We went at 1 times annual income. WOW, at 3 times we could have an McMansion on 2 acres around here, but of course that is probably what the rest of the country spends on a normal home. OK is great as far as the cost of living.
I have one for you; I spoke to a mining engineer north of Watonga who bought his home and paid it off in six months! Of course mining engineers make something like 70K-80K and houses around that area costs about 25K for a nice one.

 
PMI only covers a percentage of the loan. For example, if you pay 10% down, a lender typically wants 20%. With PMI, the policy would be for 25%. Your PMI premium is for a 25% insurance policy for the lender. It can be reduced by how much you put down.

 
I have one for you; I spoke to a mining engineer north of Watonga who bought his home and paid it off in six months! Of course mining engineers make something like 70K-80K and houses around that area costs about 25K for a nice one.
There is actually a place in the USA where you can get a nice house for 25K? IS this a safe place? What's wrong with it? Tell me where it is and I'll write out a check for a handful.

 
There is actually a place in the USA where you can get a nice house for 25K? IS this a safe place? What's wrong with it? Tell me where it is and I'll write out a check for a handful.

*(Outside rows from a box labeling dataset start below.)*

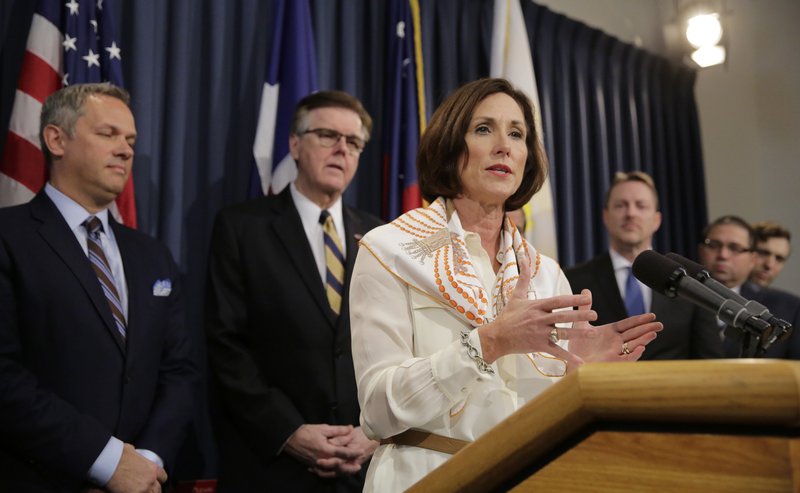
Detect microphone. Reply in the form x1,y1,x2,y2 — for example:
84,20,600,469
665,253,792,349
633,250,772,338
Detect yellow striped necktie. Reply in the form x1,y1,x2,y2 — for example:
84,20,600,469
319,210,344,315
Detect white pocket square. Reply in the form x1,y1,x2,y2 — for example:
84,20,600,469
153,279,172,296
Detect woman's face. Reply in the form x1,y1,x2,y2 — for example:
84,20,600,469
459,93,528,205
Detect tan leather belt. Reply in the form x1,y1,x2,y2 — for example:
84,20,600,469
381,430,471,455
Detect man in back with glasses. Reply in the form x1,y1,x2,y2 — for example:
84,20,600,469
205,91,380,492
698,215,800,359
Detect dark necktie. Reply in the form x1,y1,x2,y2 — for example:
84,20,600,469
83,216,126,339
625,267,644,317
319,210,344,315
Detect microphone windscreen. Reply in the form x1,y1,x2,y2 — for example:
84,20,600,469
666,252,706,277
633,250,681,294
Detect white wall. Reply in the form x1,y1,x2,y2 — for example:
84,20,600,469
536,0,800,294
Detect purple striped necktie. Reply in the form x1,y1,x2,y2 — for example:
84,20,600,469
83,216,127,339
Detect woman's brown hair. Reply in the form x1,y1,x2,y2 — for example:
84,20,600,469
417,79,547,211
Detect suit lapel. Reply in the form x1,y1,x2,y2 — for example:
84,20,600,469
108,221,140,353
31,192,125,353
272,187,336,328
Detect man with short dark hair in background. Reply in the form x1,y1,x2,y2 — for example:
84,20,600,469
750,221,792,287
206,91,381,492
698,215,800,359
0,84,199,492
564,171,722,360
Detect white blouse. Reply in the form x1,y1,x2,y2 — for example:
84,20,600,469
350,225,572,492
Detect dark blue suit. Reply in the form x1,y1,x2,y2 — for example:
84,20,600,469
725,282,800,359
0,193,198,492
206,187,381,493
564,252,722,360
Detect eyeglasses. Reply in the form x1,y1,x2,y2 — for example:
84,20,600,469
755,248,786,264
701,238,753,255
300,128,364,155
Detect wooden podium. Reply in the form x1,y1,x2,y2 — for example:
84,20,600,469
409,359,800,493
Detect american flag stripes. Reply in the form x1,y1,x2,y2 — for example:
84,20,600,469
0,0,136,227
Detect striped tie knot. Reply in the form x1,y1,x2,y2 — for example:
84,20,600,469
83,216,127,339
319,210,344,315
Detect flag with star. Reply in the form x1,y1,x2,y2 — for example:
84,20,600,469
249,0,317,197
0,0,136,228
490,0,558,259
383,0,425,221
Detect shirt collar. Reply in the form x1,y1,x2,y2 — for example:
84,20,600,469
608,248,633,272
289,183,342,223
44,182,109,234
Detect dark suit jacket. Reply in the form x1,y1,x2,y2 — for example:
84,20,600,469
0,193,198,491
564,252,722,360
725,282,800,359
206,188,380,492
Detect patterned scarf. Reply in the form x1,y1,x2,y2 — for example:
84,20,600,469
361,197,541,327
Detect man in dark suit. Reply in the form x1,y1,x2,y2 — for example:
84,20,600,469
750,221,792,287
698,216,800,359
564,171,722,360
206,91,380,492
0,84,198,492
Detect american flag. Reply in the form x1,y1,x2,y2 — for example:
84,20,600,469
0,0,136,228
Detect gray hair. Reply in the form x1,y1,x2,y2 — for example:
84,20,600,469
39,82,131,167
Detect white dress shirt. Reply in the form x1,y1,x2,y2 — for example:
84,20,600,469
289,183,347,285
608,248,653,313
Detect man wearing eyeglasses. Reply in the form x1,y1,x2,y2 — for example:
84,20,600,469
206,91,380,492
698,215,800,359
750,221,792,286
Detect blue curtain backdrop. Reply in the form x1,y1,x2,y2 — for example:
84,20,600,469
0,0,706,477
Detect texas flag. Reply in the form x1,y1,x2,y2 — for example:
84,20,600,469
249,0,317,197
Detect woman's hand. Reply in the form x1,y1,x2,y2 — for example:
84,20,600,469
560,289,664,361
478,262,600,367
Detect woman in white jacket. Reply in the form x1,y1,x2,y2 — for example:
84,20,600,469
350,79,661,492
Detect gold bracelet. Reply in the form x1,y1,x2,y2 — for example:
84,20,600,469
461,332,494,375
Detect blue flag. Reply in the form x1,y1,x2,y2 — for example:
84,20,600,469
383,0,425,220
250,0,317,197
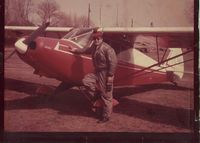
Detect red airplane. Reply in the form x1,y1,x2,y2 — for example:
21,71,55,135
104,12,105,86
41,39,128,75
5,23,193,106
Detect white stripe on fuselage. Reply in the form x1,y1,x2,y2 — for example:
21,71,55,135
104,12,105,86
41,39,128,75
54,39,165,74
54,42,92,60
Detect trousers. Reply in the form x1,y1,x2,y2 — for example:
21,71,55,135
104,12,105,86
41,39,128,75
82,70,113,118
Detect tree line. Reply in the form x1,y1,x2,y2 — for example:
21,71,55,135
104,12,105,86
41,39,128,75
5,0,94,27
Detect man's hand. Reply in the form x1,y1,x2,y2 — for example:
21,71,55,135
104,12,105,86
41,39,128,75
106,76,114,92
69,47,76,53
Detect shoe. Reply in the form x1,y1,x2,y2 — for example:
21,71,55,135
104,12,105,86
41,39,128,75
97,117,110,123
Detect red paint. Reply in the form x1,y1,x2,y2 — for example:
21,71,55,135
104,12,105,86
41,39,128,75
19,37,167,86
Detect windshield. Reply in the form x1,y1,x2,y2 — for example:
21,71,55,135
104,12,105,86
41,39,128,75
63,28,93,48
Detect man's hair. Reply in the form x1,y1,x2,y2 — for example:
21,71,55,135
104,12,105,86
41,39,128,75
92,32,103,38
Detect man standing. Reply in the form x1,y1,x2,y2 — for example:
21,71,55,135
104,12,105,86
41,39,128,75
71,32,117,123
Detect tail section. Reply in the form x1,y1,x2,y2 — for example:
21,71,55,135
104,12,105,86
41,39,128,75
164,48,184,79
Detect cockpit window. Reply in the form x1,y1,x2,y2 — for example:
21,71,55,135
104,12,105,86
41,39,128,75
63,28,93,48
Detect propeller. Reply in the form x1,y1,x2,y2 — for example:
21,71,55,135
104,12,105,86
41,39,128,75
23,22,50,45
5,22,50,60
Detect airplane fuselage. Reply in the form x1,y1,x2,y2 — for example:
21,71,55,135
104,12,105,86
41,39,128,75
18,37,169,86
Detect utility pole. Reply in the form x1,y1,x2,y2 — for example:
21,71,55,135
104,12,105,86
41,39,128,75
88,3,91,27
131,18,133,27
99,4,102,26
116,4,119,27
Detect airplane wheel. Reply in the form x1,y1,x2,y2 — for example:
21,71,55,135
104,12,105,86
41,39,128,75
172,81,178,87
54,82,73,94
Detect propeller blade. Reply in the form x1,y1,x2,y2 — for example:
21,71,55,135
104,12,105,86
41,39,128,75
24,22,50,45
5,50,16,61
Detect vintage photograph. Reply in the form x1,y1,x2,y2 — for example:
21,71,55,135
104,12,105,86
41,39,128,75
4,0,197,141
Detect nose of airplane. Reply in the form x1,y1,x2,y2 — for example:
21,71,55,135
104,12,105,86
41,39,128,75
15,38,28,54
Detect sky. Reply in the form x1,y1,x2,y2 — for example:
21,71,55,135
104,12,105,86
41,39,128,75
34,0,194,27
55,0,193,27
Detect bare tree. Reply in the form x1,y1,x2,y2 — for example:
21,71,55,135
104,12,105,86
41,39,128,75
37,0,59,25
5,0,32,25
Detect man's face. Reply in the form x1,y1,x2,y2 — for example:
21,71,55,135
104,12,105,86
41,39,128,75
94,37,103,46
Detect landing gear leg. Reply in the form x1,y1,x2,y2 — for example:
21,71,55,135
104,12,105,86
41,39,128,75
53,82,73,95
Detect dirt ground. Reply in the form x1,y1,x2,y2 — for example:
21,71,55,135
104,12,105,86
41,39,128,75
4,48,194,133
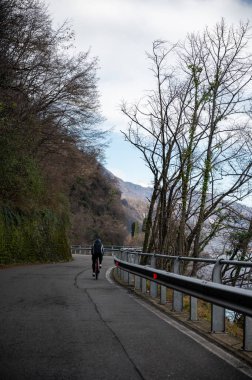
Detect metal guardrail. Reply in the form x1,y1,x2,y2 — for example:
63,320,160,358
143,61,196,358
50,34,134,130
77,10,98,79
114,250,252,351
71,245,141,255
114,257,252,317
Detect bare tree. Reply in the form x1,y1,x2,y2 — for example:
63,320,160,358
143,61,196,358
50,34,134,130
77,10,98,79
122,20,252,268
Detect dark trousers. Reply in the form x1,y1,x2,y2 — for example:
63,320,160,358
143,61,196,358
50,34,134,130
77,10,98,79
92,253,103,272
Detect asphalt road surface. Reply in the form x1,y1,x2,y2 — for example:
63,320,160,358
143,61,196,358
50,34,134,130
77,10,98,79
0,255,252,380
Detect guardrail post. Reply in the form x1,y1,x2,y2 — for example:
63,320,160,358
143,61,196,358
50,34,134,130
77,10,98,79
211,259,225,333
150,255,157,298
128,252,134,284
160,285,167,305
242,316,252,351
190,297,198,321
172,257,183,312
135,253,141,290
118,251,123,280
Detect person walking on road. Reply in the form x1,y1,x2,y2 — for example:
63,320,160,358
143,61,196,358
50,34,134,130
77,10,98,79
91,238,104,277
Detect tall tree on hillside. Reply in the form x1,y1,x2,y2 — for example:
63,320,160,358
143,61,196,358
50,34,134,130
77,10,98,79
122,20,252,268
0,0,109,257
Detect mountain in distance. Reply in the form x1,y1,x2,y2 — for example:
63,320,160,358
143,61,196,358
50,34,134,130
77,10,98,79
105,169,153,231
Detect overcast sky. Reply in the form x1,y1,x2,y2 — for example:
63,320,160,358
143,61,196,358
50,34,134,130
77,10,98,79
45,0,252,185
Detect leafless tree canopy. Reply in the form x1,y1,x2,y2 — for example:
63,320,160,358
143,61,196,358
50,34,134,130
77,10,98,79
122,20,252,268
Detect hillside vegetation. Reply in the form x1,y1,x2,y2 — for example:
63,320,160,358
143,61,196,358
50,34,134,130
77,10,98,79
0,0,125,263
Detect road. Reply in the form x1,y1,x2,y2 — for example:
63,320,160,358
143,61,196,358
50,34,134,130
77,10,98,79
0,255,252,380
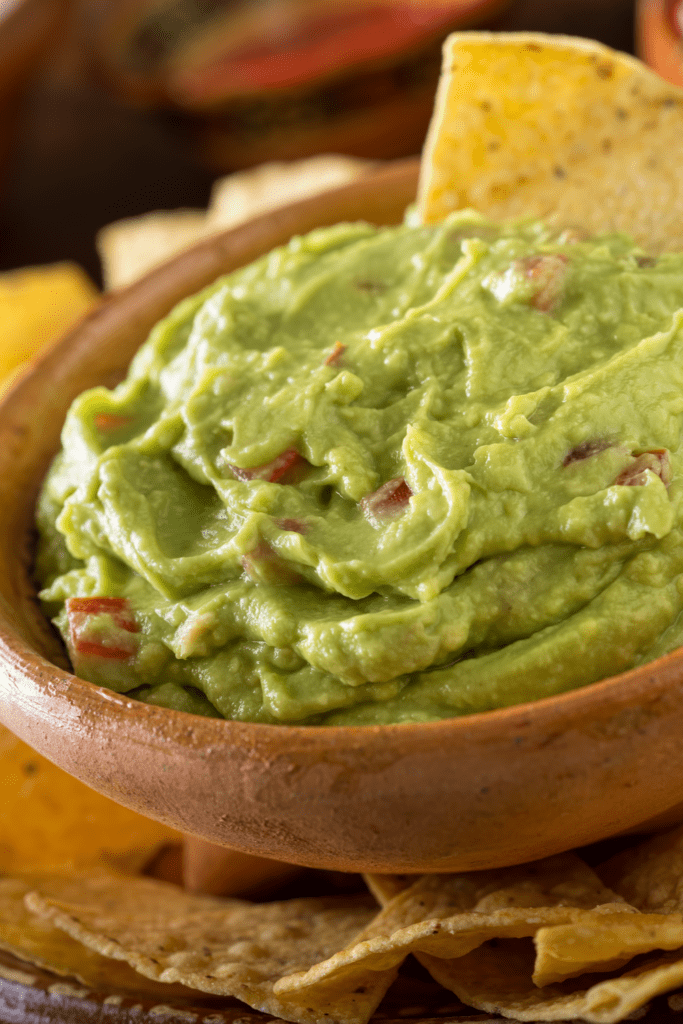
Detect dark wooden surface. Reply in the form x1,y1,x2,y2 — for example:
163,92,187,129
0,0,633,280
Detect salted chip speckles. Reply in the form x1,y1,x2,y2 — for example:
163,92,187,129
425,939,683,1024
274,854,635,998
27,877,382,1024
419,32,683,252
0,876,197,999
532,905,683,988
368,860,683,1024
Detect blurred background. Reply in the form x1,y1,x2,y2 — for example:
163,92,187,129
0,0,663,283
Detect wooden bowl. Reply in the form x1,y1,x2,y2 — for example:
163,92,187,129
0,162,683,871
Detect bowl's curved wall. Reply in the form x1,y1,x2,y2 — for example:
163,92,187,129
0,162,683,871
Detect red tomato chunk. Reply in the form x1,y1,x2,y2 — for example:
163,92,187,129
360,476,413,525
67,597,140,660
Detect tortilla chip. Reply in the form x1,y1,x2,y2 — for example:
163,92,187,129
27,876,382,1024
369,854,683,1024
0,878,190,998
96,156,375,289
419,32,683,252
0,726,179,874
207,154,377,231
274,854,630,1011
597,825,683,913
0,263,97,390
95,210,207,290
532,908,683,987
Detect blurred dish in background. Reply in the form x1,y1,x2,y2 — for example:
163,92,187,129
636,0,683,85
82,0,509,169
0,0,67,184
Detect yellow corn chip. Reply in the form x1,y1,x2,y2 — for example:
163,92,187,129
419,32,683,252
423,939,683,1024
598,825,683,913
96,210,207,290
0,263,97,389
0,878,190,999
532,905,683,988
0,726,179,874
274,854,630,999
97,156,374,289
27,876,384,1024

Its a 2-3 hour drive to any place of significance or importance. There's a huge gypsum deposit in eastern Oklahoma, where the mine is and little else. Most of the nation's gypsum wall board is made there.

The machine making the board has been doing so since the 1920's and updated with electronic controls sometimes in the '80s. It has an equally archaic fire sprinkler system back when hydraulic analysis was still primitive so designers simply went overboard with everything.

 
thats funny- my first college internship had me on a run to watonga. its actually on my resume. i did the final nspection of the hospital there (dont trust it!). housing in OK is cheap in general, and suffers from the same problem that texas does- theres so much land that youre not gonna make money off your house cuz you can always build more. and in watonga, there is a LOT of extra land. talk about BFE... good solid place if youre not into socializing, shopping, stop lights, etc.

 
Holy *****! I bought at six times annual income... and it's just a 1200 SF zero-lot line in a thirty year old PUD. Go California!
Wow. We went about .9 slary for the same thing in sunny SC in 98. Of couse itw worth twice that now.

It has an equally archaic fire sprinkler system back when hydraulic analysis was still primitive so designers simply went overboard with everything.
It is probably a pipe scedule system. The funny thing about them is they look like overkill, but a good many of them won't flow right.

 
We bought our house in ATL at 2x both of our incomes. Of course, after our son was born my wife quit working and by that time it ended up being 3x my income. This next house will probably be 3x as well. At 4.5 - 5.5% interest and 20% down, that's still not that much of my take home pay.